The Effects of Generalized Joint Laxity on Risk of Anterior Cruciate Ligament Injury in Young Female Athletes

Gregory D. Myer, MS, CSCS1*, Kevin R. Ford, MS1, Mark V. Paterno, PT, MS, SCS, ATC1, Todd G. Nick, PhD2, Timothy E. Hewett, PhD, FACSM1

1 Cincinnati Children’s Hospital Medical Center and Sports Medicine Biodynamics Center and Human Performance Laboratory, Cincinnati, Ohio
2 Cincinnati Children’s Hospital Medical Center and Center for Epidemiology and Biostatistics, Cincinnati, Ohio

* To whom correspondence should be addressed. E-mail: greg.myer{at}chmcc.org.


   Abstract

Background: Women who participate in high-risk sports suffer anterior cruciate ligament injury at a 4- to 6-fold greater rate than men.

Purpose: To prospectively determine if female athletes with decreased passive knee joint restraint (greater joint laxity) and greater side-to-side differences in knee laxity would be at increased risk of anterior cruciate ligament injury.

Study Design: Case control study; Level of evidence, 3.

Methods: From 1558 female soccer and basketball players who were prospectively screened, 19 went on to tear their anterior cruciate ligaments. Four height- and mass-matched control subjects were selected from the uninjured screened athletes for comparison with each of the 19 injured subjects, making a total of 95 subjects (19 injured; 76 uninjured). Generalized joint-laxity tests and anterior-posterior tibiofemoral translation were quantified using the CompuKT knee arthrometer. A multivariable logistic regression model was constructed to determine predictors of anterior cruciate ligament injury status from recorded laxity measures.

Results: A multivariable logistic regression model (chi-square = 18.6; P = .002) used the independent variables laxity measures of knee hyperextension (P = .02), wrist and thumb to forearm opposition (P = .80), fifth-finger hyperextension > 90° (P = .71), side-to-side differences in anterior-posterior tibiofemoral translation (P = .002), and prior knee injury (P = .22) to predict anterior cruciate ligament–injury status. The validated C statistic, or validated area under the receiver operating characteristic curve, was 0.72. For every 1.3-mm increase in side-to-side differences in anterior-posterior knee displacement, the odds of anterior cruciate ligament–injured status increased 4-fold (95% confidence interval, 1.68-9.69). A positive measure of knee hyperextension increased the odds of anterior cruciate ligament–injured status 5-fold (95% confidence interval, 1.24-18.44).

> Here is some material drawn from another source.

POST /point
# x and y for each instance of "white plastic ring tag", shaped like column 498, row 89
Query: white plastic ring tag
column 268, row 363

Conclusion: The current results indicate that increased knee-laxity measures may contribute to increased risk of anterior cruciate ligament injury. The methods to quantify knee joint laxity in this report may be used in conjunction with measures of neuromuscular control of the knee joint to identify high-risk female athletes with high accuracy. Once high-risk female athletes are identified, they may be targeted to the appropriate interventions to reduce injury risk.